Athletics: Kenya's Rudisha says doping wrecking national reputation

KIMANA, Kenya - Kenyan Olympic 800-metre champion David Rudisha has warned fellow athletes they are risking the reputation of their east Africa nation by taking performance-enhancing drugs.

Kenya, whose naturally gifted distance runners are an immense source of national pride, was shocked by the revelation that Rita Jeptoo, the world's current top female marathon runner, tested positive for banned drugs.

"It's hard, because Kenya is known for its good reputation in athletics, and we have been having good athletes doing tremendously on the world stage without engaging themselves in this drug," the world record holder Rudisha told AFP.

"We encourage people to work hard so they can achieve what they are gifted for, and not to cut a shortcut. Because this is really bad, not only for our country Kenya, but it's also ruining the image of our sport."

The warning comes in the wake of the shock revelation in October that Jeptoo tested positive for the blood-boosting drug EPO during an out-of-competition anti-doping control.

"We want to tell Kenyans that doping is not good, and it's something that is not good for your own reputation," Rudisha added.

"Because you can imagine you have been running, for example, for five years. You have been doing very well, for example. Then one day when you are caught you lose everything; your reputation, your respect from colleagues."

Kenya has been under pressure to take action over doping after a string of positive tests in recent years.

But Jeptoo's positive test - making her the first big-name Kenyan athlete to have been caught - has stunned Kenya, whose distance runners are national heros and a major money spinner in the high-altitude Rift Valley region.

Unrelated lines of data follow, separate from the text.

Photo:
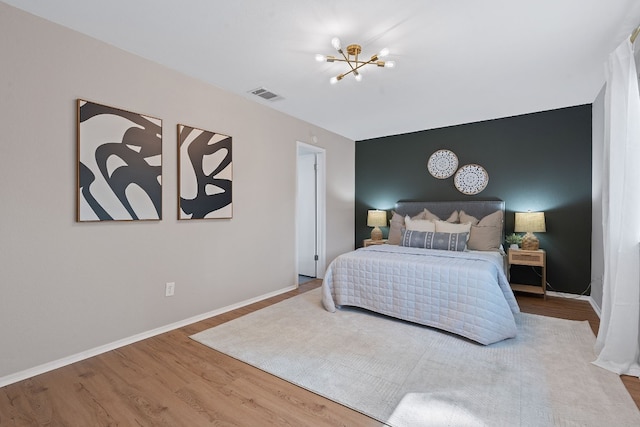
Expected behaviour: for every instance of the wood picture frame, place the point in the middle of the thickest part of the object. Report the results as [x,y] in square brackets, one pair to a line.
[119,164]
[205,174]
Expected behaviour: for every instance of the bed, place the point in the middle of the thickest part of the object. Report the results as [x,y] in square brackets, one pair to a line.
[460,287]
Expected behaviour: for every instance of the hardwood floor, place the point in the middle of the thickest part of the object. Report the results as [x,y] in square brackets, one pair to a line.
[171,380]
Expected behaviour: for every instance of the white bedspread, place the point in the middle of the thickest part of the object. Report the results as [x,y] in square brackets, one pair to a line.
[466,293]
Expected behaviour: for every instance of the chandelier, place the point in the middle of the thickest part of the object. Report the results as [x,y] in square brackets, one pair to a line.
[351,58]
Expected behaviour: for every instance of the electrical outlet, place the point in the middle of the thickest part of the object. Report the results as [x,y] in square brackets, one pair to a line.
[169,289]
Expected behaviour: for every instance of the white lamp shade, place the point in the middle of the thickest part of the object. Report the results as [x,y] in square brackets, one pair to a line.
[376,218]
[530,222]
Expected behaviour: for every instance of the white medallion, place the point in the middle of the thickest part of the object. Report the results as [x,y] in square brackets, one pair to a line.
[442,164]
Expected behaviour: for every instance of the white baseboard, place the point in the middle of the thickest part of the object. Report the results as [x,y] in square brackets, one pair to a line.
[578,297]
[50,366]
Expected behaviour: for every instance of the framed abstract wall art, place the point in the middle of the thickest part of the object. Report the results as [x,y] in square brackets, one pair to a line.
[205,174]
[119,164]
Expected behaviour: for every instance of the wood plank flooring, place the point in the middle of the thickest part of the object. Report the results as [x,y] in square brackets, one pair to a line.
[171,380]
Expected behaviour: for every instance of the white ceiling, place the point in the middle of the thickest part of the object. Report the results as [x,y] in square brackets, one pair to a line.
[457,61]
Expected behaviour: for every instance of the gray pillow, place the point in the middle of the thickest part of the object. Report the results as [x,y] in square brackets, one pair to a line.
[434,240]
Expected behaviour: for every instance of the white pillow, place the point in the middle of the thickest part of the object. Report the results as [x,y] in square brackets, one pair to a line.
[447,227]
[419,224]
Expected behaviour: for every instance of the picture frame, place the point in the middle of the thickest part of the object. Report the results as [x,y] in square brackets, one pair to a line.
[119,164]
[205,174]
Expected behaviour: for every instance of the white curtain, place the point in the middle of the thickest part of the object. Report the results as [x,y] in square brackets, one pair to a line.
[618,342]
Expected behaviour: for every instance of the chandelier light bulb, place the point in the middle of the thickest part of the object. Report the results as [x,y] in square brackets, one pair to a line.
[351,56]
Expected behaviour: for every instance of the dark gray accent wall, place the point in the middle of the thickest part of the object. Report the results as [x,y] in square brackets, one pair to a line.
[537,162]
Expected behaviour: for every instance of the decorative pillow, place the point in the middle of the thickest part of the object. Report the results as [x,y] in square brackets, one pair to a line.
[434,240]
[487,234]
[419,224]
[447,227]
[484,238]
[454,217]
[464,217]
[429,215]
[395,227]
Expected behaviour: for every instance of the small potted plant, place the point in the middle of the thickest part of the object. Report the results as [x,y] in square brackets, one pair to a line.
[514,240]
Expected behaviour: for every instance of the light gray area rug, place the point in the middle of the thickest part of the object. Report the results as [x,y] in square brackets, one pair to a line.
[409,375]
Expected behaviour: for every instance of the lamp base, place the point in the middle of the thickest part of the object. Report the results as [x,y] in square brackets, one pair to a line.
[376,233]
[530,242]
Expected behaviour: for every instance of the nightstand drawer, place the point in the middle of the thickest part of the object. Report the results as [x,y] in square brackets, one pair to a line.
[522,257]
[369,242]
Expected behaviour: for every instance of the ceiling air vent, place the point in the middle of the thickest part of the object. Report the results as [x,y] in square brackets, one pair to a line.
[265,94]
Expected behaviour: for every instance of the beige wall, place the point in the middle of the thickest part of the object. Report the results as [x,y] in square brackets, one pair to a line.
[70,287]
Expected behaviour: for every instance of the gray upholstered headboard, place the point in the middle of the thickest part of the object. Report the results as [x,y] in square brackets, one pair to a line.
[476,208]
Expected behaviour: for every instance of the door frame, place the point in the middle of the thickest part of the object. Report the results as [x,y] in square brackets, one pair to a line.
[303,148]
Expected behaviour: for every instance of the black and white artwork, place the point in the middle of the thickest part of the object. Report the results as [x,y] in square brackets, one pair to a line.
[119,164]
[205,174]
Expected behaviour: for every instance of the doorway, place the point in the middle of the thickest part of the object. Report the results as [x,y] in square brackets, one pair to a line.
[310,212]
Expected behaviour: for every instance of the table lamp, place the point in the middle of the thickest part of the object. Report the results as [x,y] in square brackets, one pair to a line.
[530,222]
[376,219]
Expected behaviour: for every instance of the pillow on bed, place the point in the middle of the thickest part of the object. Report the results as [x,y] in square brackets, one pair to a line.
[465,217]
[434,240]
[447,227]
[395,227]
[419,224]
[487,234]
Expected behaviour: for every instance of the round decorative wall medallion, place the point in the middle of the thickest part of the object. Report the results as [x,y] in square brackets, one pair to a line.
[471,179]
[442,164]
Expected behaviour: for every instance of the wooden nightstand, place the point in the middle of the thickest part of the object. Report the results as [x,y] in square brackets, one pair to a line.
[369,242]
[537,258]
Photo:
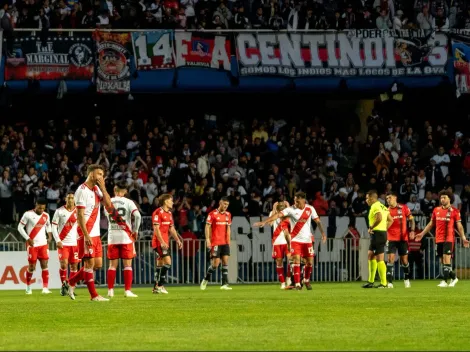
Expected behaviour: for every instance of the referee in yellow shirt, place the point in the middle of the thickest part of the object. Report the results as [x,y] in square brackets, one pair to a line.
[379,220]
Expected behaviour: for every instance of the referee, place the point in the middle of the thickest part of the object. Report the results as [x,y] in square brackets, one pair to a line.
[379,220]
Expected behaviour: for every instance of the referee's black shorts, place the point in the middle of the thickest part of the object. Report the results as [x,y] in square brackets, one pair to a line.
[378,239]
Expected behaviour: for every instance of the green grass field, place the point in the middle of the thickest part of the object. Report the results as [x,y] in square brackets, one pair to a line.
[251,317]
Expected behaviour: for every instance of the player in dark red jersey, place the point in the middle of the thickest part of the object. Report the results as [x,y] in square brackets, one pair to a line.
[218,242]
[397,238]
[163,225]
[446,218]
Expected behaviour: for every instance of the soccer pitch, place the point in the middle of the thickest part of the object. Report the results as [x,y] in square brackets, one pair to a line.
[333,316]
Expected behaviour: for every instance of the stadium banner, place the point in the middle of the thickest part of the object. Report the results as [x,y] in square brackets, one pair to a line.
[154,50]
[57,58]
[113,52]
[14,265]
[202,50]
[461,55]
[355,53]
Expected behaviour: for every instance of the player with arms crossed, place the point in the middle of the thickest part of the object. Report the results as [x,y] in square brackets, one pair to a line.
[397,237]
[379,219]
[281,244]
[446,218]
[300,216]
[163,225]
[121,238]
[64,230]
[88,198]
[37,223]
[218,234]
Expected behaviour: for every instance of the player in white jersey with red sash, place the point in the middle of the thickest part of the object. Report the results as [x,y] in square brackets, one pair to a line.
[64,230]
[121,238]
[300,216]
[33,227]
[281,245]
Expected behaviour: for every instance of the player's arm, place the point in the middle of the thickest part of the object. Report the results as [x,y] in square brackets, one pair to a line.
[22,231]
[175,235]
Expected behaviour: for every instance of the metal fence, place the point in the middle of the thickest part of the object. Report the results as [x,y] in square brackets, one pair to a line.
[335,261]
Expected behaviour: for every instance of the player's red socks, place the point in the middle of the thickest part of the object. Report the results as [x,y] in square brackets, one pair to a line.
[307,272]
[77,277]
[127,278]
[90,282]
[296,273]
[111,277]
[29,277]
[45,278]
[280,273]
[63,275]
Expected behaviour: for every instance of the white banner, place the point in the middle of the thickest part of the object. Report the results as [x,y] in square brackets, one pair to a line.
[13,266]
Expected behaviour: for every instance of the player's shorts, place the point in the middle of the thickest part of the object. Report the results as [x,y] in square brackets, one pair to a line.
[121,251]
[305,250]
[378,239]
[160,252]
[220,251]
[445,248]
[69,253]
[280,251]
[93,251]
[402,247]
[35,253]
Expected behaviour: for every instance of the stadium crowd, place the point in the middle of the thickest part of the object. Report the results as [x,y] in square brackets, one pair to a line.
[256,163]
[236,14]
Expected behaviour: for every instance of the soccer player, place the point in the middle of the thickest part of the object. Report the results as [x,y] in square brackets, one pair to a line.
[281,244]
[37,223]
[300,216]
[64,230]
[121,238]
[88,197]
[397,237]
[378,219]
[163,225]
[218,233]
[446,218]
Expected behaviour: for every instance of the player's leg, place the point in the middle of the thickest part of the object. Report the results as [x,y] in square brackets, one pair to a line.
[391,263]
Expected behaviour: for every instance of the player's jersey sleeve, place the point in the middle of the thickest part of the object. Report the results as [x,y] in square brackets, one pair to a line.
[80,198]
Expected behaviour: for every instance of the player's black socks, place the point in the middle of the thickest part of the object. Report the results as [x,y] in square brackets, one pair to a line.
[390,272]
[406,271]
[447,270]
[165,270]
[224,275]
[210,270]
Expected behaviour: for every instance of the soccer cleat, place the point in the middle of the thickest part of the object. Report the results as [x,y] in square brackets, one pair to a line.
[99,299]
[204,284]
[288,281]
[70,293]
[64,289]
[130,294]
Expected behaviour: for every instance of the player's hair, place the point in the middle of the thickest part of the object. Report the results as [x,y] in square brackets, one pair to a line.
[163,198]
[94,167]
[41,201]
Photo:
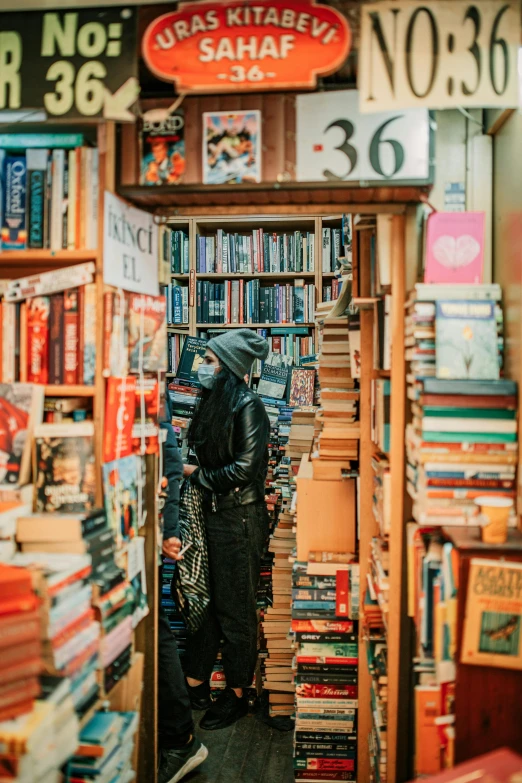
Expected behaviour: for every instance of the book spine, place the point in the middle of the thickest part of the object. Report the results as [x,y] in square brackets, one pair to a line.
[57,200]
[56,334]
[38,340]
[71,330]
[13,200]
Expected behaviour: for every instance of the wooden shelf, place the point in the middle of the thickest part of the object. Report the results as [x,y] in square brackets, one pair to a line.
[252,326]
[254,275]
[57,390]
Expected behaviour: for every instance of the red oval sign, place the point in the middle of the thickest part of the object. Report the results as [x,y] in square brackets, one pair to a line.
[229,46]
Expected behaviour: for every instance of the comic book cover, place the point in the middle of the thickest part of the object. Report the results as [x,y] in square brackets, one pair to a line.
[163,150]
[65,471]
[147,333]
[231,147]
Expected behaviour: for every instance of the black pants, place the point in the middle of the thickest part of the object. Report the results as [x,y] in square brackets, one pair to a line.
[175,724]
[236,539]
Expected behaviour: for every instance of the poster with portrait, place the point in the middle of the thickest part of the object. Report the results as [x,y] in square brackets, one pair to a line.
[231,147]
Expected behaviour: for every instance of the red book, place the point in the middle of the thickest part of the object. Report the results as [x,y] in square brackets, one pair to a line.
[341,594]
[38,339]
[71,335]
[56,316]
[119,418]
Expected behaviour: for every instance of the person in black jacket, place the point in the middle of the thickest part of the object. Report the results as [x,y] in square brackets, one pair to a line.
[180,751]
[229,435]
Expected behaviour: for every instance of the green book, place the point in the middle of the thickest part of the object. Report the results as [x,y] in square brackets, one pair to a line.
[22,141]
[468,413]
[469,437]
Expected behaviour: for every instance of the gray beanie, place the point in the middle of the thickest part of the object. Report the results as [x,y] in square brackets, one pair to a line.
[238,348]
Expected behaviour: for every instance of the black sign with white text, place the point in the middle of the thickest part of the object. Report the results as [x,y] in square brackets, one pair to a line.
[73,64]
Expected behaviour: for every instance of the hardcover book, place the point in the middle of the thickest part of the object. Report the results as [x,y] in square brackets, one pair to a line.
[274,377]
[120,489]
[147,333]
[65,475]
[191,357]
[163,150]
[493,616]
[455,247]
[466,340]
[302,387]
[21,409]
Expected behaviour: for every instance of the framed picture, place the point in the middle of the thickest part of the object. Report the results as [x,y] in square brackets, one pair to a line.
[231,147]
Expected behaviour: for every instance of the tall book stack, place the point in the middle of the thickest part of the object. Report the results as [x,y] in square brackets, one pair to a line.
[337,444]
[325,601]
[48,325]
[49,192]
[20,645]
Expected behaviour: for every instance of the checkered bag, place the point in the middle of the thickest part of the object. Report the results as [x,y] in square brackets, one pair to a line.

Rudisha was speaking Saturday at the "Maasai Olympics", a sports day organised by conservationists designed to provide an alternative test of the warriors' strength, who have for generations proved their manhood by killing a lion.

Rudisha, himself a Maasai, is patron of the games.

The games offered warriors a chance to compete using traditional hunting skills, but tested instead in a sports competition.

Africa's lion population has dropped by almost a third in the past two decades, with 30,000 of the big cats now left across the continent, according to experts.